Terminal Velocity of a Particle from a Volcano
A volcano has erupted, spewing stones, steam, and ash several thousand feet into the atmosphere. Consider a solid particle of diameter 200 μm, falling in air which is at -50. °C and 55. kPa. The density of the particle is 2200 kg/m³ (SG = 2.2).
To do: Estimate the terminal velocity of this particle at this altitude.

Step-by-Step

Verified Solution

The density of the air is calculated from the ideal gas law,

ρ=\frac{PM_{air}}{R_uT}=\frac{55,000\frac{N}{m^2}(28.97\frac{kg}{Kmol})}{8.3143\frac{kJ}{Kmol K}(223.15K)}(\frac{kJ}{1000Nm})=0.8588 \frac{kg}{m^3}

The viscosity of the air is calculated from Sutherland’s law, Eq. (8-63); the result is μ = 1.452 × 10^{-5} kg/(m s). The mean free path of air molecules at these conditions is calculated from Eq. (8-65), which results in λ= 8.390 × 10^{-8} m (0.08390 μm). For this value of λ, the Knudsen number is Kn = 4.195 × 10^{-4} from Eq. (8-68), and from Eq. (8-69) the Cunningham slip factor is 1.001. The authors used Mathcad to solve the simultaneous equation set, Eq. (8-59) for c_D , Eq. (8-100) for v_t, and Eq. (8-101) for Re. The results are:

μ=μ_0(\frac{T}{T_0})^{1.5}(\frac{T_0+S}{T+S})    (8-63)

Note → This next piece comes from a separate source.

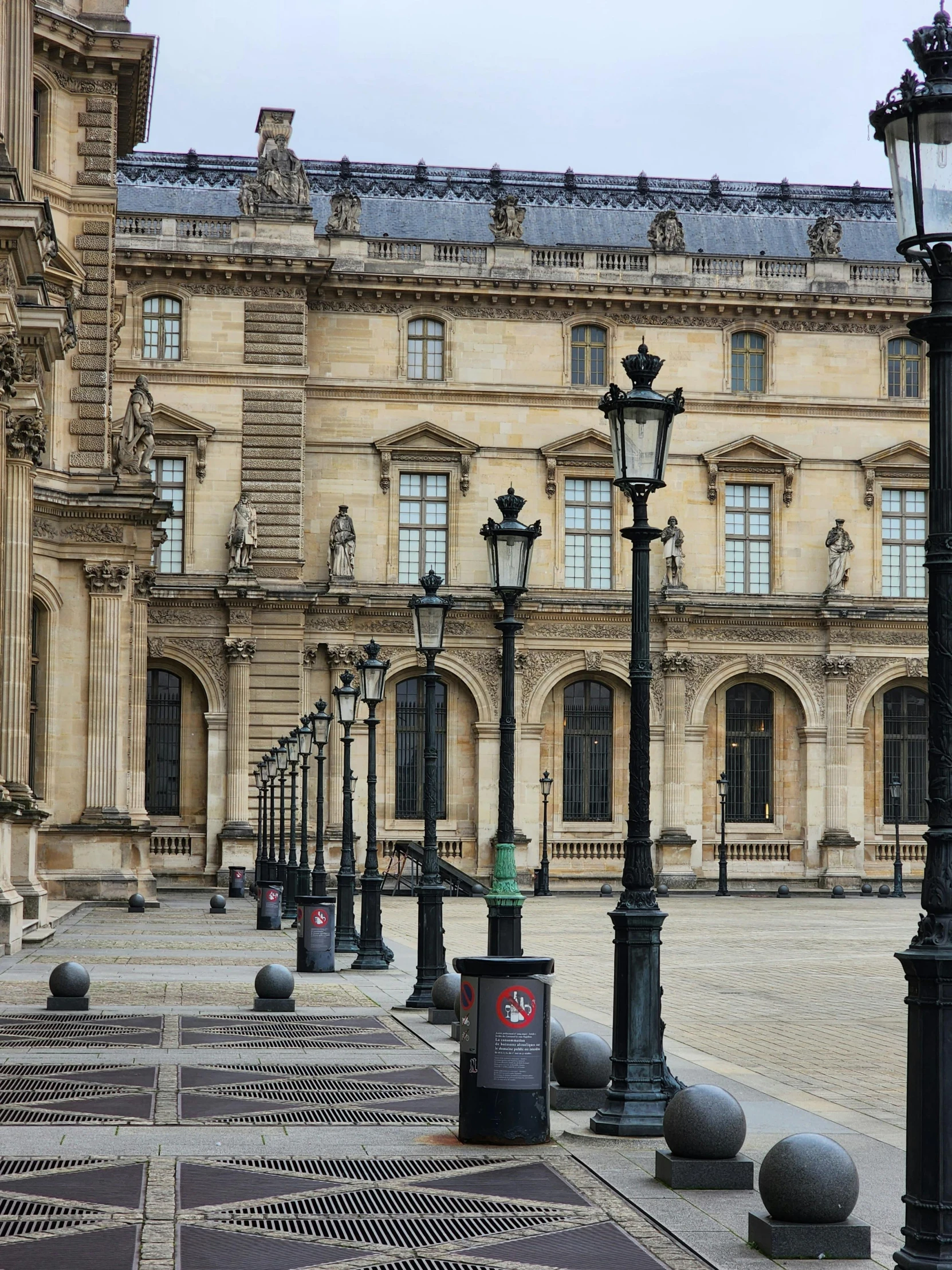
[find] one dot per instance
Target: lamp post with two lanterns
(640, 425)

λ=\frac{\frac{μ}{0.499}\sqrt{\frac{\pi}{8}}}{\sqrt{ρp}}    (8-65)

Kn=\frac{λ}{D_p}    (8-68)

C=1+Kn[2.514+0.80exp(-\frac{0.55}{Kn})]    (8-69)

c_D=0.4+\frac{24}{Re}+\frac{6}{1+\sqrt{Re}}    (8-59)

v_t=\sqrt{\frac{4}{3}\frac{(ρ_p-ρ)}{ρ}\frac{D_pgC}{c_D}}   (8-100)

Re=\frac{ρD_pv_t}{μ}   (8-101)

Re = 18.1
c_D = 2.87

and

v_t=1.53\frac{m}{s}

The Mathcad program that solves these equations is available on the book’s web site.

Discussion: This terminal velocity is valid only at the given altitude; v_t changes as the particle falls to lower altitudes.